Changing Planet

Lion Killing in Kitenden, June 2012

The following dispatch from the field is reported by Richard Bonham, Founder and Chairman of the Maasailand Preservation Trust and Director of Operations for Big Life Foundation.


by Richard Bonham, Founder of the Maasailand Preservation Trust and Director of Operations for Big Life Foundation

The shocking statistics of the recent alarming decline of lion numbers in Africa has been well documented: an estimated mere 20,000 lions are left across Africa, a 90% drop in the last 20 years.

But we are in danger of witnessing an unprecedented and still-greater escalation.

Last week, we saw the massacre of a lion pride outside the Nairobi National Park—see “The Kitengela Six” post on this site.  We are now also sad to report the loss of a young male lion speared to death in Tanzania, just across the border from Amboseli National Park.

The lion strayed from the park into Tanzania, and made the fatal mistake of killing a cow, feeding on it, and not leaving the scene of the crime. As the Maasai of this area are reliant on livestock for their livelihoods, their reaction was predictable—they retaliated.

The nearest Big Life Foundation/Wildlife Management Area (WMA) team was alerted and able to get to the site quickly. With a posse of Maasai warriors tracking for another lion that had also roamed outside the park, the Big Life/WMA rangers went in pursuit to try to prevent them from killing any more lions.

The rangers managed to persuade the warriors to back off, allowing the lion to make it back into Kenya and the relative safety of the park and the adjoining group ranch.

The ranch is one of a number on the Kenyan side that has a compensation policy for local people whose livestock have been taken by lions. This program has been statistically proven to go a long way in helping mitigate human-carnivore conflict in the region. This latest unfortunate incident shows that such a program is also much needed on the Tanzanian side of the ecosystem.

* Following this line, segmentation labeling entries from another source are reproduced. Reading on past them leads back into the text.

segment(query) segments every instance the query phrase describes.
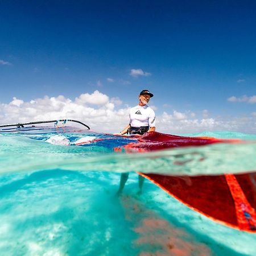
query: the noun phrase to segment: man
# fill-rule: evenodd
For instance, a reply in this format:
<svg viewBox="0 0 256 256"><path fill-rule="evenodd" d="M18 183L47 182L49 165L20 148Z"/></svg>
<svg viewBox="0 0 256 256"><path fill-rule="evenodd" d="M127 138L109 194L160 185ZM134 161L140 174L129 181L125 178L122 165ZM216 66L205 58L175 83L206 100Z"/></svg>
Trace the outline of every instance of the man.
<svg viewBox="0 0 256 256"><path fill-rule="evenodd" d="M154 96L148 90L143 90L139 95L139 104L130 110L129 124L119 134L142 135L155 130L155 114L147 104Z"/></svg>
<svg viewBox="0 0 256 256"><path fill-rule="evenodd" d="M139 104L130 110L129 124L116 135L144 134L146 132L155 131L155 114L154 111L147 104L154 94L148 90L143 90L139 95ZM129 172L122 174L117 194L119 195L125 187L128 179ZM142 192L144 178L139 175L139 192Z"/></svg>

While his own research focuses on learning about and protecting the fossa, Madagascar's elusive top predator, Luke Dollar has also devoted himself to promoting smart and effective conservation throughout the world. As a part of this larger dedication, he also heads up National Geographic's Big Cats Initiative. Learn More About Luke Dollar and His Work
  • erika

    this must be stoped now, This makes me real sad, the mistake of the lion was to eat a cow and now he pay a big price. What can we do?? the whole world is desapearing by the humans hand and we can make nothing to change!!! really sad

  • Tina

    Too many people in this world and not enough animals. This sickens me. That lioness was a mum to babies I would think. These people are evil for having the lion sliced up and on display.

  • Brenda

    So sad with lion numbers declining so fast.

  • Jennifer

    I just returned a couple months ago from Tanzania. We asked if the Tanzanian gov’t compensated Maasai people for their losses and we were told they did. Is this not so?

  • dasha

    poor lions they dont deserve to die they were probably hungry and food as scarce at he savannah and tiger cant they just make faux fur that looks like a real tiger fur but noo they just have to keep on killing my favorite animal of all time and tiger bones people think its magical and can heal and cure diseases but i dont think so they probably lied because they have no feelings for the big cats all around the world it makes me sick thinking about the hundreds of big cats being killed each year. why ont yo tell the poachers how would they feel if they were a big cat and they got killed extremely sad

  • Abi

    This is really sad, how man can really damage the environment in general.

  • Sara

    I’m sorry, but perhaps it’s time for the Massai to evolve as well. Hunting lions are part of their tradition to prove they are men. But isn’t this outdated in this world where many of them also carry cell phones and pose for tourist dollars? For more than their cattle will bring? Also, their tradition of not killing sick or aged animals on their hunts, only the strong and healthy,-again to prove their virility- call even more into question their outmoded actions. They are warriors no more. Yes, the passing of great traditions is sad, but in a world where resources can not be seen as “limitless” or “God-given”, don’t we all have to adapt for the betterment of everyone?

  • Natalie

    It’s not too late now but we have a lot of work to do. Its so frustrating to see this and to feel so powerless and unable to make a difference but spreading the word is a great start. The more people that are aware the closer we are to stopping this hideous crime. People need to realise the severity of their actions and if they are so mindless and self centred maybe the only way to appeal to them is to make them realise they are only cheating themselves and the future generations. More importantly a short term gain can turn into longterm when made sustainable and therefore will generate more profit. I wish I could personally capture every poacher put them away for life, as well as rid those people who seem to feel owning ivory is a necessity to fulfil a social status etc. I feel as though I’m being robbed and I hope that there are more people who want to stop this before it’s too late. Worse yet we are digging our own graves through consumerism, we can’t expect to keep taking so much when there are so few of us who give anything back. So much thoughtless waste it’s heartbreaking. If anyone can look through photos of the most majestic creature on earth being slaughtered and not have any compassion or desire to end this unfair cruelty you are not worth the oxygen on this earth.